HUGHSON -- The fight over who controls the money, authority and access to St. Mary's Holy Apostolic Catholic Church of the East in Hughson moved courtside this week.
Modesto attorney Jack Sodhi filed a restraining order on behalf of the board of directors, which has been locked out of the church on Fox Road. A temporary restraining order was granted Tuesday by Stanislaus County Superior Court Judge William Mayhew and a hearing was slated for Aug. 14.
But a San Jose attorney representing the Baghdad-based patriarch said Sodhi never should have filed the order. Joseph Dworak filed for a jurisdiction change Monday to move the matter to the federal court, where he claims the dispute belongs.
Patriarch Mar Addai II is the spiritual head of St. Mary's denomination, the Ancient Church of the East. He is headquartered in Iraq.
The church has been in a squabble with its leader for two years over a $250,000 loan to a Canadian parish and allegations of sexual impropriety. He arrived in the Hughson area two weeks ago and sent letters to the church's board of directors and pastor, firing them and banning them from entering the church. His supporters, a minority of the church's 180 member families, changed locks twice at the church, covered up recently installed security cameras and tore out an alarm system.
The restraining order against the patriarch; his secretary, Bishop Mar Zaia; and 50 unidentified local supporters would have prohibited them from "interfering with the board of directors carrying out their normal duties," and ordered them to give keys and full access to the church to board members. It also would have forbidden anyone from modifying the church's ownership of a Canadian church's deed.
According to Sodhi, the patriarch overstepped his authority by firing the board of the nonprofit corporation, which comes under California law, and by telling the members they no longer could enter the church.
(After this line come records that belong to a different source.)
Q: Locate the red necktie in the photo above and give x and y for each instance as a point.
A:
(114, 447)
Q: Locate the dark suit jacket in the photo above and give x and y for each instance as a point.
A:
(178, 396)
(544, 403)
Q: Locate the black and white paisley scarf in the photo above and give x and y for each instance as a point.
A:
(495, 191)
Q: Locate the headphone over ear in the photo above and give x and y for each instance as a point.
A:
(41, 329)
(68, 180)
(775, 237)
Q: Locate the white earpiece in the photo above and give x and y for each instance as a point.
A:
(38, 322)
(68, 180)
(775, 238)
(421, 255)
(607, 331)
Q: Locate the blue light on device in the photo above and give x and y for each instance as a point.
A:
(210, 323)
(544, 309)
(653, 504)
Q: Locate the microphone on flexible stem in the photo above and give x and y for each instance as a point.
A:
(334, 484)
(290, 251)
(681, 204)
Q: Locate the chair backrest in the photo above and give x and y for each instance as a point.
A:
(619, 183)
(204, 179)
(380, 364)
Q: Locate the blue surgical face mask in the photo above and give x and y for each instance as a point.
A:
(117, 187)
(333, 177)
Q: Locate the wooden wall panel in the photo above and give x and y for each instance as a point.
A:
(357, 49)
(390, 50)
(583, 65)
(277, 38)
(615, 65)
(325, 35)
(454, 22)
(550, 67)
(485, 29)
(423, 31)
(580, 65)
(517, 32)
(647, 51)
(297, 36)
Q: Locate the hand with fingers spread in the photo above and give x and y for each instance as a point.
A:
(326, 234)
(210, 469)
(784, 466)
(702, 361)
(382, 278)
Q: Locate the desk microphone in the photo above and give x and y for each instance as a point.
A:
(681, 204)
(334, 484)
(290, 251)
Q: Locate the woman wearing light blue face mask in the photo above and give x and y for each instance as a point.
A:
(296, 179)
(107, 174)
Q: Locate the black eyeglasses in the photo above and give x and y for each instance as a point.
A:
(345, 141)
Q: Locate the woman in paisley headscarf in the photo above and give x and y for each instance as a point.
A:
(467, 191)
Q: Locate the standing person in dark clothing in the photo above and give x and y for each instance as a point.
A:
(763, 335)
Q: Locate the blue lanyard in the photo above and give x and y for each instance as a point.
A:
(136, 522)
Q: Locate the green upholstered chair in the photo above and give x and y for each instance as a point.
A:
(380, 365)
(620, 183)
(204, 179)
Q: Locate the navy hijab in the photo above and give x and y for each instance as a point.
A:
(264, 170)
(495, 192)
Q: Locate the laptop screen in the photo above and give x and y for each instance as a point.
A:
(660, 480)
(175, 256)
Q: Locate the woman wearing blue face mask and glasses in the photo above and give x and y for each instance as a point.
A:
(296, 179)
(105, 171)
The restraining order was put in limbo, he said, when the patriarch's attorney claimed a "diverse jurisdiction."
"If you're a citizen and resident of California and you're suing a citizen of Iraq, that would be a diverse jurisdiction," Sodhi explained. He does not believe this is such a case, calling it one private party suing another. "We're filing for remand to state court, bringing it back from federal court."
That could take some time, he said.
"Ultimately, we're in the same position," Sodhi said. "I don't think the board was properly dissolved, according to the church's bylaws. We're hoping in the meantime they can still access the church so they can hold services."
A 'violation' by 'dissidents'
The patriarch's attorneys, Dworak in San Jose and Kevin Kelley in Modesto, said the patriarch was well within his rights to remove the pastor and board, and added that the restraining order shouldn't have been filed in light of their jurisdiction motion.
"This is really an ecclesiastical matter," Dworak said Thursday. "The dissidents have violated the constitution by failing to honor the authority of the patriarch."
The jurisdiction removal was a blow to the board and ousted priest, who had planned to hold services in the church Sunday, their first time back in three weeks.
"We will be conducting the Mass with Father Edward (Bakos). He's been fired by the patriarch, but we don't care; he's still our pastor," said board vice president Kay Maksoud on Thursday before she heard about the jurisdiction change. "Anybody who wants to come is welcome. We're not going to throw anybody out."
Kelly said the keys held by the patriarch's side had been surrendered to the Stanislaus County Sheriff's Department earlier Thursday. He wasn't sure who would be worshipping in the church Sunday.
"Unfortunately, things are a mess," Dworak said.